[CRITIQUE] The Loved Ones de Sean Byrne

Cela fait longtemps que vous n’avez pas vu un EXCELLENT film d’horreur ? Réjouissez-vous : The Loved ones, premier long-métrage de Sean Byrne, décrit comme un croisement original entre une comédie de John Hugues et Massacre à la tronçonneuse, est présenté comme la nouvelle sensation du cinéma de genre australien après Wolf Creek (dans un genre totalement différent). Une fracassante révélation.

La plupart du temps, le film sur l’adolescence donne lieu à des bluettes insignifiantes à base de roucoulades sentimentales et de clichés laborieux. Un peu moins régulièrement, des cinéastes plus malins n’utilisent la toile de fond ado que pour en dévoiler l’envers du décor avec son cortège de dépressions identitaires et d’affects torturés. C’est le cas de Sean Byrne qui, pour son premier long-métrage, prend un prétexte de teen-movie pour venger les opprimés du lycée et torturer les play-boys glamours. Brent, un lycéen beau et glabre de 17 ans, est kidnappé par une camarade secrètement amoureuse qui, accompagné de son père, va lui faire vivre un bal de fin d’année redoutable entre deux coups de perceuse. L’argument est simple et la manière dont il est décliné est à la fois prodigieuse et inattendue, toujours sur le fil. Son atout, c’est un scénario très malin qui ménage autant les gags que les rebondissements et charrie des émotions parfois totalement contradictoires. Au premier degré, cela tient de la parodie teen spirit (la chambre parfumée et le journal intime de l’adolescente, les tensions incestueuses, la gaucherie des ados dans leur tentative de drague, le puritanisme des bals de fin d’année). Mais, derrière les images et donc les apparences, il reste une douleur indicible (le sexe sans passion, l’autodestruction, la mélancolie morbide). A un âge où la découverte de la sexualité a son importance, le film traite également des ravages de l’imagination et de la cristallisation du désir (le titre « the loved ones »/ « ceux que l’on a aimés »). Si l’adolescente séquestre le plus beau garçon du bahut, c’est parce qu’il ne la regarde pas et méprise sa sensibilité de vierge suicidée. Si elle le torture, c’est uniquement pour que ce pur fantasme sexuel lui appartienne et qu’il se soumette à ses volontés les plus humiliantes – histoire qu’il devienne aussi monstrueux qu’elle. L’inévitable scène du repas familial a des allures de cauchemars Lynchiens avec des monstres ordinaires, descendants de la famille de Massacre à la tronçonneuse. Mais l’essentiel réside dans tout ce qui est caché.

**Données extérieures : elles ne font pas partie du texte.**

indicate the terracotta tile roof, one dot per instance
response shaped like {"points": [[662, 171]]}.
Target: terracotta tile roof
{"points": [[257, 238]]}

Une fois qu’il révèle les secrets, le film rend la réalité plus dérangeante. On peut déceler en creux le portrait d’une communauté aux prises avec des contradictions morales et des pulsions inavouables. Le plus étonnant, ce sont les scènes trash/gore d’une intensité assez inouïe.

Sans se prendre au sérieux, Byrne veut conserver l’humour coûte que coûte qui joue autant sur la stupéfaction générée par les atrocités (ça pousse le bouchon assez loin) que la dimension absurde (le climax final automobile – que l’on ne révèlera pas). Il a suffisamment compris les enjeux du film de terreur pour pouvoir faire mine de s’en détacher et les servir avec encore plus d’efficacité. Celui qui subit ce calvaire (Xavier Samuel qui tourne actuellement le troisième chapitre de Twilight) conserve la même tête d’adolescent endormi d’un bout à l’autre et c’est le spectateur qui est amené à souffrir pour lui. C’est exactement ce à quoi Jennifer’s body aurait dû ressembler : un film qui, sous la mécanique et les conventions, transcende toutes les attentes et dépasse toutes les espérances.